“On life, universe and everything, I will say this,” remarked The Great Ababa to Bozo one day, “It’s all in your penis.”
The Great Ababa was the great sexual mystic who had lived for twelve thousand years under the water forking fish. This enterprise, aggressively funded by the WHO, had been undertaken to examine the role of inter-species sexual drive in the process of evolution. Many times, Darwinian fables say, it has been found that while genetic variation produces an improved survival soldier version of the species, it also results in “a most unnatural sexual fervour” towards species of the lower order. It was said of The Great Ababa that he had had a writhing vision one night: Red herrings commanding him to explore the abovementioned irregularity in natural inclinations towards fornication, upon which he had jumped out of bed and exclaimed, “Carp(e) diem!” just before going to the nearest river and swimming upstream for well, the fish. This was only necessary as his research method was indeed very empirical: “You cannot know it unless you have experienced it,” being his personal motto.
Coming back to The Great Ababa’s remark: “Oh! I thought it was all in my head!,” Bozo responded to it with some surprise.

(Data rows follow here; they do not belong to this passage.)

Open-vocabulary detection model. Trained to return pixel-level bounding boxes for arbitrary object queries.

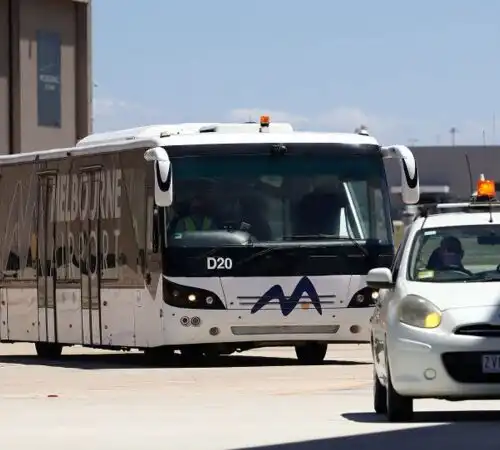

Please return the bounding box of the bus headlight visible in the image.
[347,286,378,308]
[163,278,226,310]
[398,295,441,329]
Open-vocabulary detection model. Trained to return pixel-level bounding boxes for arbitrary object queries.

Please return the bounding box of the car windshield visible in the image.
[408,224,500,282]
[167,148,392,247]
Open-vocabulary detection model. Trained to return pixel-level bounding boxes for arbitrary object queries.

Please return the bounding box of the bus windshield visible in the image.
[167,148,392,246]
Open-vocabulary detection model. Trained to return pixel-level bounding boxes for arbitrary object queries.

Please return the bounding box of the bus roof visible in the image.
[0,123,379,166]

“Oh Bozey! So they say, so they say.” The Great Ababa sighed. “Descartes has exploited us far too long with his heady philosophy, it’s now time for Fuckartes to take over!”

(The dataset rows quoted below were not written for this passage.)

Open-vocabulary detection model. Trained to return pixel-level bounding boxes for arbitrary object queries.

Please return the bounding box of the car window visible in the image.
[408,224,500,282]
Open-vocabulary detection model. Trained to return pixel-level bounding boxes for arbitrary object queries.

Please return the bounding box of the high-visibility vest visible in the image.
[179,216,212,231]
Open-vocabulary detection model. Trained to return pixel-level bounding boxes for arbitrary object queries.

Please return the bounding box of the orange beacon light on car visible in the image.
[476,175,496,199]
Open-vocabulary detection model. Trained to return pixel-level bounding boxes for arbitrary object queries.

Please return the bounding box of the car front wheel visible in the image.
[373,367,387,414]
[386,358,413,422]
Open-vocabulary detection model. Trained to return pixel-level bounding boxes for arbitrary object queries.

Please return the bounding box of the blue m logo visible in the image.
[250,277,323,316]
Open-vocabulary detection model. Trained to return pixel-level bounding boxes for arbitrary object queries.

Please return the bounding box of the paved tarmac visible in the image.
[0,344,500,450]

“Fuck a cart? Brilliant! Nothing is beyond you, O Great Ababa!” Bozo looked at The Great Ababa in wonderment.
“Fuckartes, my dear! Fuckartes!…the art of fucking! And the only true way of knowing life, universe and everything!”
Bozo eyes grew rounder and rounder. This was all too exciting. “I am now beginning to get what you mean by it is all in the penis,” he said.
“Yes Bozo. But don’t let that make your penis too important! Because who wants to know life, universe ane the other shit anyways?”
“Uh, don’t you?” Bozo asked with some uncertainty.
“My dear sexy clown, after forking seventy gazillion fish in a span of twelve thousand years, I think I have known enough shit. That’s why I decided to chop my penis and eat it for dinner yesterday.”
“Wow, isn’t that illegal?”
“Yeah yeah blah, but I was just a bit tired of the whole thing you know? I’ve had my time, fish everywhere are grateful, conservationists are happy and the Nessi monster wrote to me the other day to thank me for the kids. But you Bozo! You!” The Great Ababa emphasised, “YOU have your entire penis in front of you. Why not do something about it?”
Bozo then noticed that his entire penis was indeed in front of him. It was dancing about naked.
“But how to go about it huh? How to go about penising life, universe and everything, O Great Ababa?” Bozo posed the problem.
“Look it’s like this, sexy clown. Think of life and universe as a great big jigsaw puzzle to be put together. And you’re a part of the puzzle. But more emphatically, your penis is a BIG part of the puzzle which your life is.”
Bozo nodded vigorously taking it all in.
“To really know life, universe and everything therefore, Bozo, you must find where your penis fits in the great picture. Where does it stand, eh? And when will it? You must discover theee!”
And so Bozo set out to discover life, universe and everything in his penis.